C’est oublier qu’un aéroport a besoin d’une activité minimum pour être viable économiquement. Ses recettes commerciales sont principalement constituées par les taxes d’atterrissage et les redevances pour services rendus (handling, assistance au sol …). Il appartient à l’autorité gestionnaire, chambre de commerce ou syndicat mixte, d’assurer l’équilibre économique ou de rechercher les financements complémentaires.

Il est évident qu’aucun gestionnaire n’accepterait de prendre en charge l’exploitation d’un aéroport voué uniquement à 3000 mouvements pas an. Un tel équipement serait assuré d’un important déficit structurel.

Le projet présenté par le Maire de Colmar n’est donc pas réaliste, sauf à y inclure l’aviation générale et développer l’aviation d’affaires.

C’est l’actuelle vocation de Colmar-Houssen d’accueillir ce type d’activité. La plate-forme de Colmar assume un rôle spécifique, distinct de celui de Bâle-Mulhouse et de Strasbourg-Entzheim, grâce à sa proximité des entreprises de centre Alsace. C’est de ce point de vue une erreur d’évoquer une « surdensité » de la région en équipements aéronautiques (Dernières Nouvelles d’Alsace du 7 mars 2004).

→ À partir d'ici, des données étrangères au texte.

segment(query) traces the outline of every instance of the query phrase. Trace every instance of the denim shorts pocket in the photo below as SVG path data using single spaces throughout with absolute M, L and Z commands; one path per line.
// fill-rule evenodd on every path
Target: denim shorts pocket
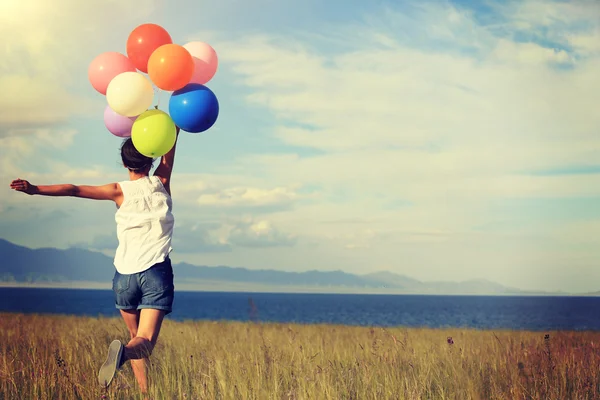
M 171 263 L 166 261 L 154 265 L 144 271 L 145 287 L 149 290 L 168 290 L 173 287 L 173 268 Z
M 115 272 L 115 276 L 113 278 L 113 291 L 115 293 L 124 293 L 129 290 L 129 285 L 131 281 L 131 275 L 123 275 L 118 271 Z

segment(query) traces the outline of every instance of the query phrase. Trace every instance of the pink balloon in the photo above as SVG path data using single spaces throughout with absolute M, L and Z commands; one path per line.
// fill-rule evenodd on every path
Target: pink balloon
M 192 75 L 190 83 L 206 84 L 217 73 L 219 65 L 217 52 L 204 42 L 190 42 L 183 47 L 190 52 L 194 59 L 194 75 Z
M 131 127 L 136 118 L 117 114 L 110 106 L 104 109 L 104 125 L 110 133 L 118 137 L 131 136 Z
M 123 72 L 135 72 L 135 65 L 127 56 L 109 51 L 100 54 L 90 63 L 88 78 L 98 92 L 106 95 L 106 88 L 113 78 Z

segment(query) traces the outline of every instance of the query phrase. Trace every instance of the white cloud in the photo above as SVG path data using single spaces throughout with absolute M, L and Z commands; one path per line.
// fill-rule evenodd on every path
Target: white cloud
M 217 207 L 289 206 L 296 197 L 296 193 L 286 187 L 276 187 L 268 190 L 235 187 L 216 193 L 201 194 L 198 198 L 198 204 Z
M 129 32 L 146 22 L 158 2 L 143 7 L 114 0 L 2 3 L 0 131 L 60 124 L 102 110 L 104 99 L 87 79 L 89 63 L 102 52 L 124 51 Z M 87 95 L 77 90 L 81 87 Z

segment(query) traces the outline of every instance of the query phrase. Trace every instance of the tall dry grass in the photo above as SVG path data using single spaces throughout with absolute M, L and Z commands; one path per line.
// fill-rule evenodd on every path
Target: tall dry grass
M 450 338 L 451 337 L 451 338 Z M 0 314 L 0 399 L 141 398 L 96 374 L 119 319 Z M 152 399 L 597 399 L 593 332 L 165 321 Z

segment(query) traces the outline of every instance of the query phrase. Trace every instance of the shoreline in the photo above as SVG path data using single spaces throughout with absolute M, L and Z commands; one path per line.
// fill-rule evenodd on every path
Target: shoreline
M 69 282 L 0 282 L 0 288 L 21 289 L 73 289 L 73 290 L 112 290 L 111 282 L 69 281 Z M 356 289 L 345 287 L 301 287 L 271 286 L 230 282 L 205 282 L 202 284 L 175 283 L 180 292 L 236 292 L 236 293 L 280 293 L 280 294 L 362 294 L 398 296 L 499 296 L 499 297 L 597 297 L 587 293 L 419 293 L 402 292 L 393 289 Z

Le projet de création d’une zone civile à Meyenheim est présenté comme un transfert d’aviation commerciale et d’affaire « représentant moins de 3000 mouvements » (DNA du 3 mars 2004 Cohabitation possible à Meyenheim ). Ce chiffre est irréaliste. Un aéroport à vocation commerciale nécessiterait une activité beaucoup plus importante pour être viable. Les données qui vous sont annoncées sont fausses.

Je suis à votre disposition pour vous apporter toute information complémentaire sur ce dossier et vous prie d’agréer l’assurance de ma considération distinguée.